Which can get kind of irritating at times when they're not consistent with it, like when they're more willing to try being diplomatic with a creature they know is PURE EVIL than with a fellow human whose goals run contrary to their own.

Kind of two very different answers to that question, man.

The first answer is that I don't really have villains in my games. I design characters who have goals, motives, and reasons for being who and what they are, and even if most people would consider much or all of what they do to be wrong, at least in their own minds, they have logical justifications for their actions, and see themselves as ultimately "good" people.

The second answer though, is that it doesn't matter what kind of "villains" I make, because there is no such thing as good, evil, hope, or redemption as far as my players are concerned. Are you a baby murdering Nazi who pays us money? We'll do whatever you say. Are you the embodiment of kindness, but you said something we took as a sleight? We'll kill you and burn your house to the ground.

They don't care about whether my villains are redeemable or justified. Anyone who crosses them deserves to die horribly. Anyone who doesn't they can barely be bothered to remember their names.

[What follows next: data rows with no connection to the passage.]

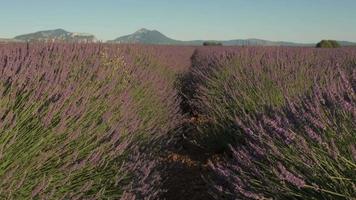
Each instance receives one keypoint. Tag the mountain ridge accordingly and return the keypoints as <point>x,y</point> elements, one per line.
<point>146,36</point>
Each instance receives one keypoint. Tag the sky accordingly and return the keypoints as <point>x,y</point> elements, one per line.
<point>278,20</point>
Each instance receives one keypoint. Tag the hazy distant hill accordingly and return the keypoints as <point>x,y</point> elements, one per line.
<point>57,35</point>
<point>144,36</point>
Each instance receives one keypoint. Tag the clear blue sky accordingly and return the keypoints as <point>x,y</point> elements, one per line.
<point>288,20</point>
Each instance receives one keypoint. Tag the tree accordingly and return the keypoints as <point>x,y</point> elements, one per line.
<point>328,44</point>
<point>212,43</point>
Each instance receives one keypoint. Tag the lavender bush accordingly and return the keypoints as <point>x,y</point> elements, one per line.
<point>83,121</point>
<point>284,117</point>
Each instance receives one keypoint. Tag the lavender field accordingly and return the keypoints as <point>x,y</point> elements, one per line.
<point>113,121</point>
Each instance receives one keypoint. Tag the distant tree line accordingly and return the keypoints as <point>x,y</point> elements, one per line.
<point>328,44</point>
<point>212,43</point>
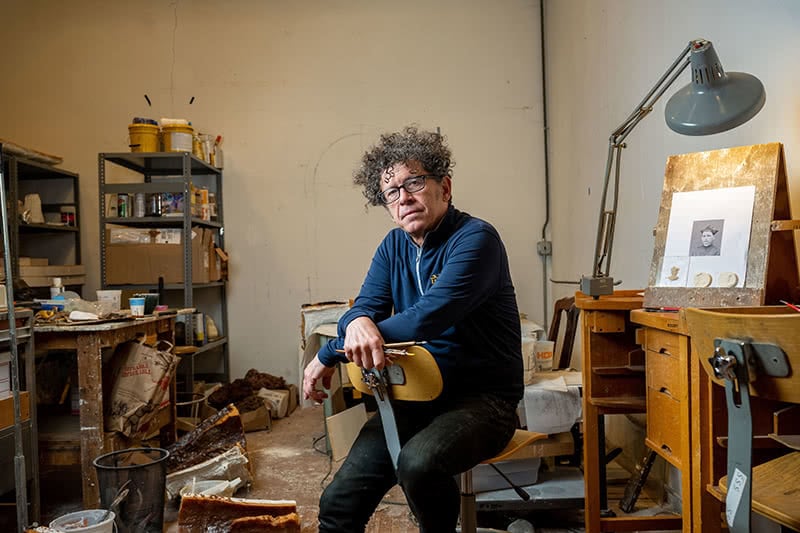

Yeah I thought that comment in OP's post was a little strange.

The Empire is beyond saving.
The Emperor must die, and his puppet Vader too.
They are pure evil, having enslaved most of the Galaxy.

But Vader does get redemption.

Ehh. Some of them are. The 'main' villain is probably a write-off though. He's a monstrous sadist who only maintained a pretence of being good and noble while he was trying to live up to the hopes and expectations of a single person. When that single person died due to the neglect of a few other important characters, he lost all reason to hold himself in check, gained a newfound loathing for society, and proceeded to knuckle down and start making the world awful for everyone in the most efficient manner possible.

I mean, it's certainly possible for him to find redemption, but it'd take too much effort to be worth it vis a vis the fact that while you're trying to do that, he is actively committing horrible atrocities and causing the pain and suffering of thousands if not millions of people.

Better off just taking his head, really. He'd be happier in the afterlife.

Yeah, but that's at the hand of his fucking son the magical space wizard, who is dying before him being electrocuted by a man he hates.

We're no-name chumps with a big mission, no funding, and little hope.
You'll excuse me for not wanting to show him how life can be free and beautiful.

The Emperor approves.

My game's villain is a genocidal Emperor.. but he only kills the demon infiltrators the party don't know about.

Depends if the party find out I guess. The Emperor is unique that he doesn't see the illusions, so everyone thinks hes crazy and serve in fear.

When I formulate the villains for my players, I just imagine them playing as the heroes for a different campaign and pit them against that.

>To write a villain that is well written and affirm that they are irredeemable or beyond saving is to state the notion that there can be no hope for yourself in your darkest hour.
You base this on what exactly?

>Are your villains redeemable user?
Some are, some aren't. My villains aren't all carbon copies or some expression of my "deeper self" or some bullshit. They are constructs, constructs that only exist to move the story onward into the most interesting and entertaining direction. Sometimes that's redemption, sometimes it's not.